In short, it just makes sense to think that hidden patterns in the data that are being collected about our behavior, and about the behavior of our devices and systems, will be useful in predicting, influencing, and even changing, future behavior.

The concept is so compelling, and the data so voluminous, that a burgeoning array of new database and analytical software tools are coming to market, joining the existing statistical and decision modeling solutions, to advance the process of prediction. Some of these new tools are based on well-worn statistical paradigms.
Others feature algorithms developed in highly specialized realms of scientific research; while still others are being brought into commercial application, from research, into various types of machine learning. Some of the newest predictive analytic solutions offer bundles of algorithms and automated mechanisms (more algorithms), to evaluate their performance, and to identify the ones that best fit the available data and the desired predictions.
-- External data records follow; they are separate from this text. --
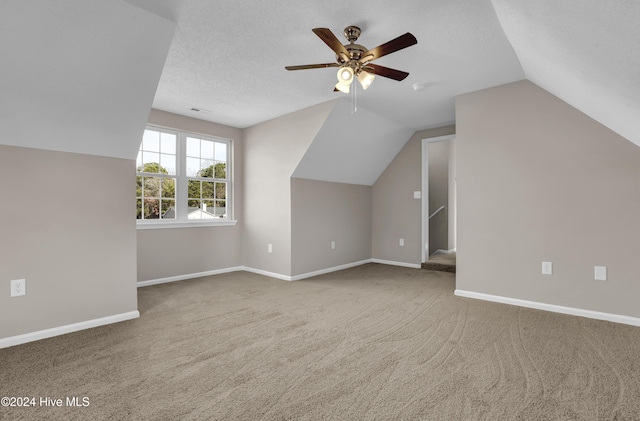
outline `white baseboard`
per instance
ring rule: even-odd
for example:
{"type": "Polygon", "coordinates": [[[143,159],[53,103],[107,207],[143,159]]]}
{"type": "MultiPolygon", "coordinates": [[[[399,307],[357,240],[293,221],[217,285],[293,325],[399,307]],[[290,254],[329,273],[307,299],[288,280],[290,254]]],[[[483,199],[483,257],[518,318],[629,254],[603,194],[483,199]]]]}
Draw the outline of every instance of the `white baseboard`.
{"type": "Polygon", "coordinates": [[[299,281],[300,279],[311,278],[313,276],[324,275],[325,273],[336,272],[339,270],[349,269],[356,266],[366,265],[367,263],[371,263],[371,259],[360,260],[358,262],[347,263],[340,266],[333,266],[326,269],[320,269],[313,272],[303,273],[301,275],[294,275],[291,277],[292,281],[299,281]]]}
{"type": "Polygon", "coordinates": [[[235,267],[224,268],[224,269],[210,270],[207,272],[189,273],[186,275],[170,276],[167,278],[159,278],[159,279],[150,279],[148,281],[139,281],[138,288],[146,287],[149,285],[165,284],[167,282],[184,281],[186,279],[201,278],[203,276],[219,275],[221,273],[237,272],[241,270],[245,272],[255,273],[257,275],[268,276],[270,278],[281,279],[283,281],[299,281],[301,279],[311,278],[313,276],[324,275],[325,273],[331,273],[339,270],[349,269],[352,267],[365,265],[367,263],[380,263],[383,265],[403,266],[403,267],[408,267],[413,269],[420,269],[422,267],[418,263],[393,262],[391,260],[381,260],[381,259],[365,259],[357,262],[346,263],[340,266],[333,266],[326,269],[320,269],[313,272],[303,273],[300,275],[289,276],[289,275],[282,275],[280,273],[269,272],[262,269],[256,269],[249,266],[235,266],[235,267]]]}
{"type": "Polygon", "coordinates": [[[450,250],[442,250],[442,249],[438,249],[436,251],[434,251],[431,255],[434,256],[436,254],[451,254],[451,253],[455,253],[456,249],[450,249],[450,250]]]}
{"type": "Polygon", "coordinates": [[[140,312],[129,311],[127,313],[114,314],[113,316],[101,317],[99,319],[87,320],[84,322],[72,323],[70,325],[53,327],[51,329],[38,330],[36,332],[25,333],[22,335],[11,336],[0,339],[0,349],[10,346],[20,345],[27,342],[39,341],[40,339],[51,338],[54,336],[64,335],[65,333],[77,332],[79,330],[90,329],[92,327],[104,326],[111,323],[124,322],[125,320],[136,319],[140,317],[140,312]]]}
{"type": "Polygon", "coordinates": [[[251,272],[262,276],[268,276],[270,278],[281,279],[283,281],[292,281],[293,279],[289,275],[281,275],[275,272],[269,272],[262,269],[250,268],[248,266],[242,266],[240,270],[244,270],[245,272],[251,272]]]}
{"type": "Polygon", "coordinates": [[[422,265],[420,263],[405,263],[394,262],[393,260],[371,259],[371,263],[380,263],[383,265],[402,266],[405,268],[420,269],[422,265]]]}
{"type": "Polygon", "coordinates": [[[640,326],[640,319],[637,317],[622,316],[619,314],[602,313],[599,311],[583,310],[580,308],[564,307],[555,304],[539,303],[536,301],[520,300],[518,298],[501,297],[499,295],[483,294],[480,292],[471,292],[456,289],[455,295],[466,298],[475,298],[484,301],[493,301],[496,303],[510,304],[519,307],[535,308],[537,310],[551,311],[554,313],[569,314],[572,316],[587,317],[589,319],[605,320],[608,322],[622,323],[631,326],[640,326]]]}
{"type": "Polygon", "coordinates": [[[219,275],[221,273],[237,272],[244,270],[244,266],[235,266],[224,269],[208,270],[206,272],[188,273],[186,275],[169,276],[167,278],[150,279],[148,281],[138,281],[138,288],[149,285],[166,284],[168,282],[184,281],[185,279],[201,278],[203,276],[219,275]]]}

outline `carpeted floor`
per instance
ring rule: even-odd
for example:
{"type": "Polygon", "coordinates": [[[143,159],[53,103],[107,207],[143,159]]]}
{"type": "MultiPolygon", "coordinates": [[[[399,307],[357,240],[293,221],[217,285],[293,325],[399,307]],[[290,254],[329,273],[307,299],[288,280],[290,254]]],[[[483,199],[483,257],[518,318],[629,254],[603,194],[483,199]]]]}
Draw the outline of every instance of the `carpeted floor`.
{"type": "Polygon", "coordinates": [[[454,283],[368,264],[141,288],[139,319],[0,350],[2,396],[88,403],[0,419],[640,419],[640,328],[454,283]]]}
{"type": "Polygon", "coordinates": [[[456,253],[439,253],[429,256],[422,264],[423,269],[456,273],[456,253]]]}

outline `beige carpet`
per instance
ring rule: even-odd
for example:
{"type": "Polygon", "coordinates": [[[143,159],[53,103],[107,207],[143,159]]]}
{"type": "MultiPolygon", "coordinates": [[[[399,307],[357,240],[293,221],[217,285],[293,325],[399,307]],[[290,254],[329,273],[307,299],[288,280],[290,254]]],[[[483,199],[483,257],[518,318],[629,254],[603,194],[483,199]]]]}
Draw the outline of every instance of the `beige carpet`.
{"type": "Polygon", "coordinates": [[[439,253],[429,256],[422,264],[423,269],[456,273],[456,253],[439,253]]]}
{"type": "Polygon", "coordinates": [[[369,264],[139,290],[142,317],[0,350],[3,420],[638,420],[640,328],[369,264]]]}

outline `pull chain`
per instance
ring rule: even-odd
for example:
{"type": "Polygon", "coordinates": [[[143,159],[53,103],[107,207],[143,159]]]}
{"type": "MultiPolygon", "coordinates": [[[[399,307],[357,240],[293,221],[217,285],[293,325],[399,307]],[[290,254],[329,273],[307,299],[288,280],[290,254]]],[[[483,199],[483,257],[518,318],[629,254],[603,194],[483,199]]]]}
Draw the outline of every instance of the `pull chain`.
{"type": "Polygon", "coordinates": [[[358,95],[356,93],[358,90],[358,84],[352,83],[351,86],[353,87],[353,93],[351,94],[351,114],[353,114],[358,111],[358,95]]]}

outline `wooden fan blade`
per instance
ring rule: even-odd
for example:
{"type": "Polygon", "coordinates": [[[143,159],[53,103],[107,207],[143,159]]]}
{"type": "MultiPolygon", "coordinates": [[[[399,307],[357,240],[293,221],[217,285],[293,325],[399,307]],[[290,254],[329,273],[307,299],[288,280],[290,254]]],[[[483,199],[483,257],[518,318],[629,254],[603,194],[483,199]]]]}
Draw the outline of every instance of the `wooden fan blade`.
{"type": "Polygon", "coordinates": [[[415,45],[417,43],[418,40],[416,39],[416,37],[407,32],[404,35],[400,35],[398,38],[392,39],[391,41],[385,42],[384,44],[379,45],[376,48],[372,48],[366,53],[363,53],[360,57],[360,63],[373,61],[382,56],[386,56],[387,54],[395,53],[396,51],[402,50],[403,48],[411,47],[412,45],[415,45]]]}
{"type": "Polygon", "coordinates": [[[338,63],[303,64],[302,66],[285,66],[287,70],[322,69],[325,67],[338,67],[338,63]]]}
{"type": "Polygon", "coordinates": [[[377,64],[371,63],[364,66],[364,70],[369,73],[373,73],[374,75],[388,77],[389,79],[395,80],[404,80],[409,76],[409,73],[403,72],[402,70],[390,69],[388,67],[378,66],[377,64]]]}
{"type": "Polygon", "coordinates": [[[344,48],[344,45],[340,42],[333,32],[327,28],[314,28],[313,33],[320,37],[325,44],[329,46],[335,53],[342,59],[342,61],[351,60],[351,54],[344,48]]]}

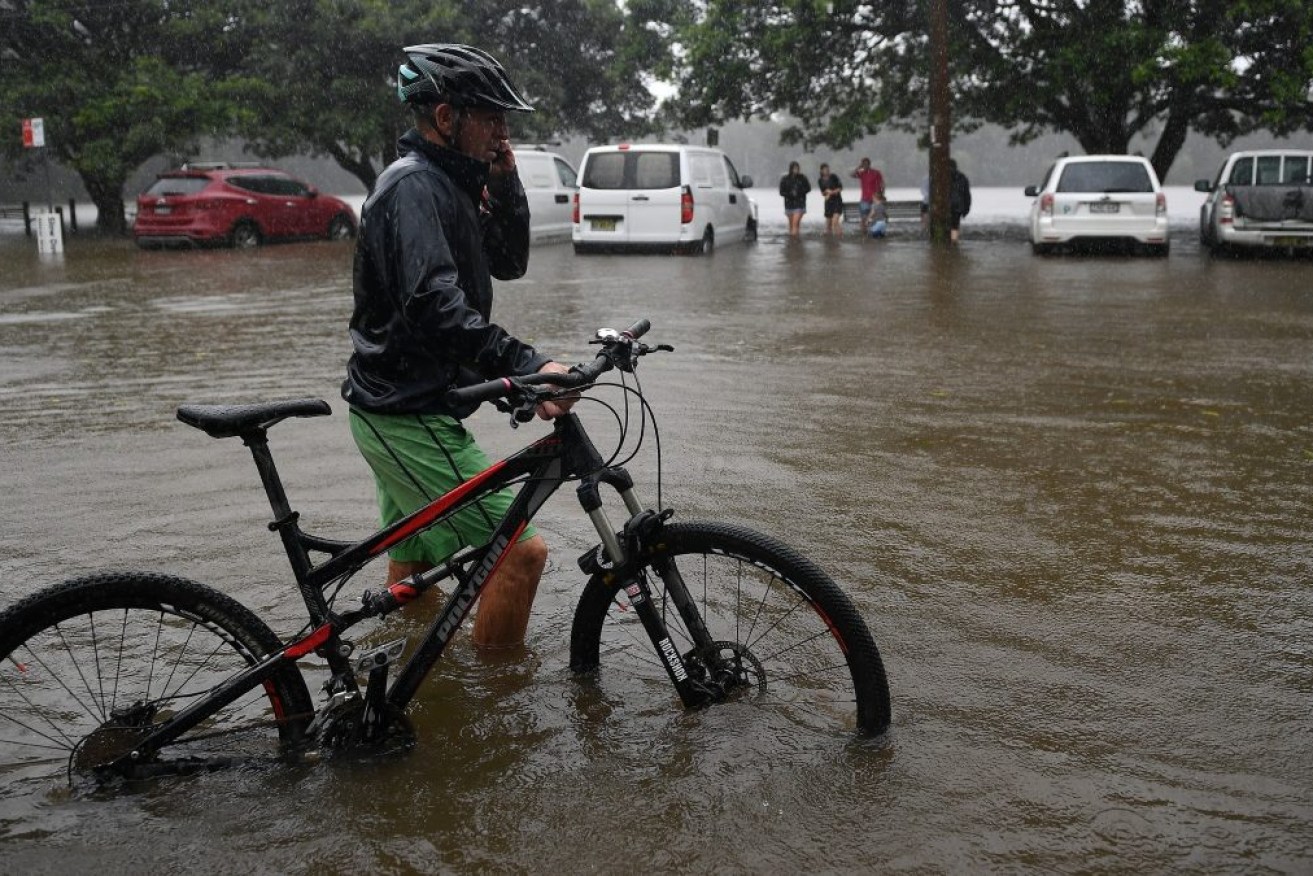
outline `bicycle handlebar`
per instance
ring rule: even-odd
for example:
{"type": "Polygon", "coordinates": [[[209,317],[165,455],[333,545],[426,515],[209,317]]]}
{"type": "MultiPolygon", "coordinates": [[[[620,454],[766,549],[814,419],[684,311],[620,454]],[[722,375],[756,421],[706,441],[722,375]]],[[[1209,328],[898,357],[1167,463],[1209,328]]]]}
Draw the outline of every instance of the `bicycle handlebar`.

These algorithms owe their ability to work efficiently and rapidly to ongoing improvements in the software development frameworks that enable them, and in the ways that compute resources are scheduled and optimized.

The pace and intricacy of these developments make the field of predictive analytics one of the most complex and challenging subsets of the Big Data and advanced analytic market. There is also a very wide gap between the practitioners of predictive analytics—most of whom are statisticians, scientific researchers and data scientists—and the people who most want to use predictive analytics for commercial and industrial applications.

Bridging this gap with accurate information and clear communication is imperative if predictive applications are to satisfy business users’ expectations. The purpose of this report is to assist in building this bridge: first, by placing predictive analytics in a practical conceptual context for business people; then, by exploring several of the promising solutions that are coming to market.